Hergsell sitzt auf dem Traktor. Wirft ihn am Ende des frierenden Feldes herum. Tiefschwarz,
aufgerissen dahinter die Erde. Jede Furche im schwindenden Tag wird in den Haaren Rauhreif. Mir ist kalt. Ich denke an die verschneiten Hänge der Herfahrt. Tannenbestand. Die
hinteren Baumreihen lösen sich im Nebel auf. Dazwischen steil, schroff Kalksteinwände.
Enger und enger drängt sich das Tal. Vom Parkplatz lnzigkofen aus habe ich den Amalienfelsen gesehen. Der Fluß staut sich dort beckenartig. Außer dem Murmeln, Strudeln,
Schlucksen und Plätschern des Wassers ist Stille ... ich will nun aus dem Fuhrgeschäft
aussteigen. Corinna droht mit Scheidung, weil ich ständig unterwegs bin. Seit Frühjahr
reden wir über den Erwerb eines Hofes. Mit Feldern, die ich bei Wintereinbruch rasch
umpflüge. Wir könnten auch Viehzucht betreiben. Nicht zu viel. Und Hergsell soll der Käufer meines Lastwagen werden.
   Über eine bundesdeutsche Organisation mit Sitz in Berlin bin ich vor 18 Jahren nach
Jericho gekommen. Die 9. Semesterferien. Ursprünglich als Kibbuzarbeiter für sechs
Wochen vorgesehen, wurde ich per Verwechslung in eine Glasbläserei geschickt. Blieb dort
bis zur Gesellenprüfung und wurde Fahrer für einen Fruchtexporteur. Zwei Jahr später bin
ich zurück nach Stuttgart gegangen und habe selbst mit dem Fuhrgeschäft angefangen ...
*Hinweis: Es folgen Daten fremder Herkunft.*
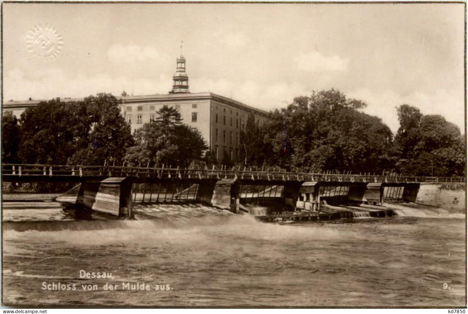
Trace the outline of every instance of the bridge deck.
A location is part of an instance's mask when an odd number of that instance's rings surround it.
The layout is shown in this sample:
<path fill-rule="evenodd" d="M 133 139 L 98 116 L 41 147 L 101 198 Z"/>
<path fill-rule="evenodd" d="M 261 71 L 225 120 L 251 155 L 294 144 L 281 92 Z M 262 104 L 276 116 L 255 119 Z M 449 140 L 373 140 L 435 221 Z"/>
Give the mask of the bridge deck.
<path fill-rule="evenodd" d="M 320 181 L 337 183 L 464 183 L 464 177 L 425 177 L 378 175 L 370 173 L 305 173 L 285 171 L 257 171 L 244 168 L 230 170 L 150 168 L 121 166 L 68 166 L 63 165 L 2 165 L 4 181 L 83 182 L 102 180 L 110 177 L 126 177 L 137 182 L 183 180 L 197 182 L 203 180 L 227 180 L 241 181 L 243 184 L 259 181 Z"/>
nun ist es Zeit, daß ich aufhöre. Laiz beispielsweise. Hier liegt Hergsells Hof. Keine
Zypressen. Kein Pinot Grigio. Mittwochs Markt, und Samstags auch Markt. Für den Rest
der Woche ausgeblichene Schaufensterauslagen. Wieder heiße Maronen, Glühwein und
Lichterketten. Wenn die neuesten Ideen diesen Ort erreichen, sind die abgewetzt, dünn und
leicht zu durchschauen.
   Dunkelheit. Hergsell schaltet die Lichter ein. Doch nach einer Weile klappt er die Schar
nach oben. Steuert den Schwungradschlepper neben das Steinkreuz. Paffpaff rußt es aus
dem kaminartigen Auspuff. langsamer, langsamer, langsamer, und Hergsell stapft entlang
der Reifenspuren auf mich zu. Blauer Arbeitsanzug, Fahrerkappe aus Rindsleder, schwarz.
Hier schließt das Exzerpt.